2022 8th International Conference on Control, Decision and Information Technologies (CoDIT), İstanbul, Türkiye, 17 Mayıs 2022, cilt.1, ss.1091-1095
In this study, the development of electric motor design optimization
methods and algorithms for electric vehicles, which have become
widespread as a result of energy policies, is discussed. The rapidly
increasing need for micro transportation within the scope of small
cities has increased the interest in short-range transportation vehicles
such as electric bicycles and electric scooters. Therefore, an electric
scooter model is considered and the desired motor requirements are
determined by analyzing its dynamic model. Then, IPM topologies are
investigated and the appropriate topology is decided. IPM design
parameters are dealt with in the ANSYS RMXprt environment, and all
design combinations by selecting the appropriate test matrix in
Taguchi's experiment design method are modeled in ANSYS RMXprt and
logged in the appropriate file format together with the obtained
results. The motor design models of all experiments are saved as the.
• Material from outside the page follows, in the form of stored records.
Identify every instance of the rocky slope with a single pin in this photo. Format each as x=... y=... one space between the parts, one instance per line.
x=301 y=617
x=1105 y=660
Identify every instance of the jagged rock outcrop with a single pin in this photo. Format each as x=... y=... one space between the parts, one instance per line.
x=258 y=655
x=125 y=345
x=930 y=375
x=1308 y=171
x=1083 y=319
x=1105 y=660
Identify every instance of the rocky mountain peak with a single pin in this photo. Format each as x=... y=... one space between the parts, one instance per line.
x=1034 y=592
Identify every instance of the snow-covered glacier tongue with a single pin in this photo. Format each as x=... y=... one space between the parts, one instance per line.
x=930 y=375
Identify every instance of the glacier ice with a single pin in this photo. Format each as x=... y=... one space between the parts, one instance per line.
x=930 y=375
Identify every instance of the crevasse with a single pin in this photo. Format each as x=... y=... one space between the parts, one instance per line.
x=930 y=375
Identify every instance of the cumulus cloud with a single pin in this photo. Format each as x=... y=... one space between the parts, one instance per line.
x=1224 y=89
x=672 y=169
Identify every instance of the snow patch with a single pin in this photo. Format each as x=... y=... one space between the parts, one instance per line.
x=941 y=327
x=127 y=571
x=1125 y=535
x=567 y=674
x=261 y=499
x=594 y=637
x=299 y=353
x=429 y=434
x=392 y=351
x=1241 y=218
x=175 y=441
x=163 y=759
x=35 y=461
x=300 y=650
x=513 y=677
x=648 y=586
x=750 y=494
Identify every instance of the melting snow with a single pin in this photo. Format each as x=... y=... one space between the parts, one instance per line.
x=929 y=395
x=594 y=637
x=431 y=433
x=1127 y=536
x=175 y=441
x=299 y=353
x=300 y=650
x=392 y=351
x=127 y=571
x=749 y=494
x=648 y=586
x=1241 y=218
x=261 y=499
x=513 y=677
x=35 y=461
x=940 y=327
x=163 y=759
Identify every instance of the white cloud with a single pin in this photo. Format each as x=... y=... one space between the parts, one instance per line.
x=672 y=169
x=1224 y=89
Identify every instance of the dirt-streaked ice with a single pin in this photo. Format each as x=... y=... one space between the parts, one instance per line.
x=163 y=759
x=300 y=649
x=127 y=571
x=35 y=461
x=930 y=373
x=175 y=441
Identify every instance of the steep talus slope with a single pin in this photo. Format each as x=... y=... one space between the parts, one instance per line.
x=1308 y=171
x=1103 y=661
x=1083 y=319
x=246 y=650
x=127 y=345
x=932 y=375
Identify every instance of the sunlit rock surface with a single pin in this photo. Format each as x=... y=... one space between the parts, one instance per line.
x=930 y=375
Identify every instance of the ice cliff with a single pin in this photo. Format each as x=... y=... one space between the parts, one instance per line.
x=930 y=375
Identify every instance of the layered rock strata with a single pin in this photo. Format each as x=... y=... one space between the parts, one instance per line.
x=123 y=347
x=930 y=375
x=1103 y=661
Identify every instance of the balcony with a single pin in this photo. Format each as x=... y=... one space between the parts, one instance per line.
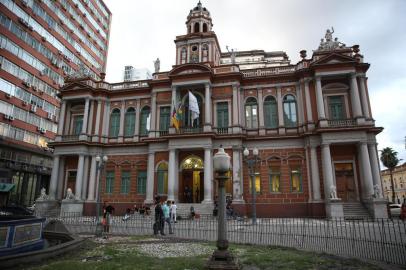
x=342 y=123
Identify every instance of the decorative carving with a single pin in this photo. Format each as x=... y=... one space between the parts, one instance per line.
x=333 y=192
x=69 y=194
x=43 y=196
x=157 y=65
x=377 y=192
x=328 y=44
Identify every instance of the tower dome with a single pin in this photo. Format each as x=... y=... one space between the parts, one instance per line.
x=198 y=20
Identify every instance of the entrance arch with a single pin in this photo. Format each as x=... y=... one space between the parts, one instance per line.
x=191 y=187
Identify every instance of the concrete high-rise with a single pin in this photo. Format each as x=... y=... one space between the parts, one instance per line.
x=42 y=42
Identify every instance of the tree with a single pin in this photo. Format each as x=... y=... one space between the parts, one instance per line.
x=390 y=160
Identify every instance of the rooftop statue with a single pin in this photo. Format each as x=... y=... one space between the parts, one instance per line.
x=327 y=43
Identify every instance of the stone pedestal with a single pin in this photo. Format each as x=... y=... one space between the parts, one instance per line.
x=72 y=207
x=46 y=207
x=334 y=208
x=379 y=208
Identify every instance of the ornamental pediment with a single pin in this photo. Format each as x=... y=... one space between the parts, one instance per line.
x=333 y=58
x=190 y=69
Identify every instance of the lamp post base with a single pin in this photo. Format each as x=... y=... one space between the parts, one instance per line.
x=99 y=229
x=222 y=259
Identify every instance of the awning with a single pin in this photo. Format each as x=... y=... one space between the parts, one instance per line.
x=5 y=187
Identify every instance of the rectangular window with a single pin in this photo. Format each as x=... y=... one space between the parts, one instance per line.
x=275 y=179
x=141 y=182
x=109 y=182
x=257 y=178
x=164 y=118
x=336 y=107
x=222 y=115
x=125 y=182
x=296 y=179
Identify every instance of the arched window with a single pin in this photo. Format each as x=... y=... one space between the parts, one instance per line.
x=114 y=123
x=145 y=120
x=270 y=112
x=251 y=113
x=129 y=122
x=162 y=174
x=289 y=111
x=183 y=55
x=205 y=53
x=196 y=28
x=188 y=120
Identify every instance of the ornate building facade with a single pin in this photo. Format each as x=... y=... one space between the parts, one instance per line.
x=311 y=122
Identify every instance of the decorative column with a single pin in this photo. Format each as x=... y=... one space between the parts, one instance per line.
x=172 y=130
x=236 y=122
x=83 y=135
x=92 y=179
x=153 y=116
x=150 y=178
x=376 y=176
x=281 y=119
x=54 y=178
x=237 y=172
x=315 y=174
x=366 y=171
x=208 y=189
x=327 y=170
x=207 y=108
x=319 y=99
x=171 y=174
x=137 y=120
x=261 y=112
x=122 y=115
x=85 y=177
x=62 y=116
x=364 y=97
x=308 y=103
x=355 y=101
x=300 y=111
x=106 y=121
x=95 y=138
x=79 y=177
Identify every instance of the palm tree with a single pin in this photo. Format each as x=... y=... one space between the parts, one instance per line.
x=390 y=160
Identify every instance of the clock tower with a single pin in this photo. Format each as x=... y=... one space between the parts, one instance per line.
x=200 y=44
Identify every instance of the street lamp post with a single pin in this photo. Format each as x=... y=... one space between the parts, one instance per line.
x=222 y=258
x=252 y=164
x=100 y=162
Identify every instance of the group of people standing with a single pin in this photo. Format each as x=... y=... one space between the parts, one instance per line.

png format in the aspect format to be determined. Then, the labeled
pictures with the obtained results in the experimental design are
trained in MATLAB on a neural network model with appropriate input and
output. Thereafter, the trained neural network derives the appropriate
motor geometry in terms of the design requirements. The derived motor
geometry is converted into a 2D technical drawing format with the help
of a package program (Img2CAD) and uploaded to the ANSYS Maxwell
environment. To assess the motor performance are performed in ANSYS
Maxwell. The proposed methodology shows that the results of parameter
estimation and geometry generation in solution space with the trained
neural network give sufficient performance.